His unconcern irritated her. ‘Can’t you understand?’ she said. ‘It’s better to do without me for a little than to lose me for good. That’s what would happen if father knew. He’d send me away to Hereford, to grandma’s. That’s what he’d do. Only for a week, Abner. After that, when he’s forgotten about it, things ’ll be better.’
Her distress was so real and she seemed so little to belong to him in her present state that he consented not to see her for a week.
‘Then I shan’t come a’nigh the place,’ he said. ‘I’m not goin’ to sit there looking at you and nothing after.’
‘Yes . . . that would be best,’ she said gladly. It inflamed him to think that she could take this complete divorce so calmly.
‘Better finish it off,’ he said.
Then she clung to him. ‘No, no, Abner. . . . I couldn’t bear that! Only a week, my love, only a week. . .’
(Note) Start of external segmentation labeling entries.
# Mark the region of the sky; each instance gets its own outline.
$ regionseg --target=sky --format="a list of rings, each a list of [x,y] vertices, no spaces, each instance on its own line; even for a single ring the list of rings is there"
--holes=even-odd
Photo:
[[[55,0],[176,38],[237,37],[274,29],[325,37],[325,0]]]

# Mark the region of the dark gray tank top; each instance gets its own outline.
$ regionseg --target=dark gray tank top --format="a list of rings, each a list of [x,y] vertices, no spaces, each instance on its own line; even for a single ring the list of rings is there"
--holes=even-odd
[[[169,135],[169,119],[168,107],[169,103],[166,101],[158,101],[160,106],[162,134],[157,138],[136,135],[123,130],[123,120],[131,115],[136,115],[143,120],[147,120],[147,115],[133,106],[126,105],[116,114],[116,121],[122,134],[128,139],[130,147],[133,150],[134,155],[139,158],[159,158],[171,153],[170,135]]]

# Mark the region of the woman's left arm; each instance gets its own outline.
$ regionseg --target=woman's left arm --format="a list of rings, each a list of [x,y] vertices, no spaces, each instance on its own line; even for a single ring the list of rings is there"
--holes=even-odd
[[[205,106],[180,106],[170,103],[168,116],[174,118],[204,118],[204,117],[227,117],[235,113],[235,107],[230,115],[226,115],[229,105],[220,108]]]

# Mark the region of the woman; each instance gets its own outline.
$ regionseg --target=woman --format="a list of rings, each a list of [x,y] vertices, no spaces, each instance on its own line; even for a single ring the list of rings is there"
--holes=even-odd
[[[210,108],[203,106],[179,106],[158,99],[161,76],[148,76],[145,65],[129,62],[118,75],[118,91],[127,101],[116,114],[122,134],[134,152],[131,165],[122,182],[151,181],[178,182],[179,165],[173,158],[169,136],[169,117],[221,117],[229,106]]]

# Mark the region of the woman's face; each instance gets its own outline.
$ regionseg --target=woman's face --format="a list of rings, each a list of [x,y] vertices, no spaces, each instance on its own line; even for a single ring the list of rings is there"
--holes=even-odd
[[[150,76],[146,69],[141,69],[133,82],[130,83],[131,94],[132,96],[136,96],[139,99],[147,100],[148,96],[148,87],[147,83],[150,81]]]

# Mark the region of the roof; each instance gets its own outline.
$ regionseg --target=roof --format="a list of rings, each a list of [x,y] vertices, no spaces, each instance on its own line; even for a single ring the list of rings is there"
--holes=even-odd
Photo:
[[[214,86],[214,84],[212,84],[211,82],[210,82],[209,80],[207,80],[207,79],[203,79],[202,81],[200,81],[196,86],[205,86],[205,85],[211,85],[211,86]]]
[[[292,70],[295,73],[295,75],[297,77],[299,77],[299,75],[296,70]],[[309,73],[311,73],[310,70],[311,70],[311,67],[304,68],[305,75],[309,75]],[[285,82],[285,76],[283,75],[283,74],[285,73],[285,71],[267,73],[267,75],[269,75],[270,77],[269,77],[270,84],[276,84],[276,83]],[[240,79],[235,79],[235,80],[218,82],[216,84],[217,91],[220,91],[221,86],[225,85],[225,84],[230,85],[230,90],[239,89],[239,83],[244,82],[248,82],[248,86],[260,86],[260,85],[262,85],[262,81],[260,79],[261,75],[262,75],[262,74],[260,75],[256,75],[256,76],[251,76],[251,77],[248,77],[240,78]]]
He kept to his side of the bargain, and Badger was relieved to see him no more at the Pound House, although the suddenness of Abner’s abstention coloured his suspicions. What with his pheasants and the woman the keeper’s life was becoming too complicated for his intelligence, for Mick profited by Badger’s new devotion to Susie by ravaging his coverts. In this Abner, who had no other way of killing time, joined his friend, and on the last night of the week came a sharp but bloodless encounter in which the keeper was more than ever certain that he had seen Abner’s face. After this it became fixed in Badger’s mind that Abner was his principal enemy, the man who was obstinately working against him wherever he went. Somehow or other, he determined, he must get the better of him.
On the night when Abner returned to the Pound House, Badger was already there. Mick, as usual after a successful foray, was spending money freely, and by nine o’clock the room was full of excited men. Abner was ready to drink with the best of them, for his pockets were full of money and he had not been inside a pub for a week. To add to this uproarious assembly in came George Malpas, returning early from his own dark business in Lesswardine.
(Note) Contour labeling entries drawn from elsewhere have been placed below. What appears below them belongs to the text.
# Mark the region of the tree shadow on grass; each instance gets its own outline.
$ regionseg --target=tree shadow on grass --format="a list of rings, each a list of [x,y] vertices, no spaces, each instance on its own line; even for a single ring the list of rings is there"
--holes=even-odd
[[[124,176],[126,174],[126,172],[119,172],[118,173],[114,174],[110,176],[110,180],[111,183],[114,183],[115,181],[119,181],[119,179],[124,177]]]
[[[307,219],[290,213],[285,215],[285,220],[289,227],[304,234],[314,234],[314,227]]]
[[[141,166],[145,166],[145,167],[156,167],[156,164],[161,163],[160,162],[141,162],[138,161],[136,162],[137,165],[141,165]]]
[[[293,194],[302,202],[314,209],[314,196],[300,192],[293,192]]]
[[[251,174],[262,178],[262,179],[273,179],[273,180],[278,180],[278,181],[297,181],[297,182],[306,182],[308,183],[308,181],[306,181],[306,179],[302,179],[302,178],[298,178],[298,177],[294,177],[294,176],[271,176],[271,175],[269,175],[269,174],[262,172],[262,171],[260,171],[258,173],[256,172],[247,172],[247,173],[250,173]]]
‘Go easy, boys,’ he said, as he entered, ‘that damned copper’s outside.’
But Mick Connor had by now gone too far to go easy. The liquor which in the early stages of intoxication merely rendered him funny now made him boastful, and the sight of Badger, glowering in his corner over a hot whisky, provided him with a subject for his wit. Atwell tried to keep him within bounds, but Mick, once fairly nourished, could talk the cross off an ass’s back. The laughter with which his sallies at the keeper’s expense were greeted stimulated him. He plunged into wild excesses of simile, while Badger sat sipping his whisky, going redder and redder as he listened. He knew that the whole room was against him; felt that before long he must do something to assert himself. If he went out into the road he would only be laughed at, but no man could sit there listening to Mick Connor without shame.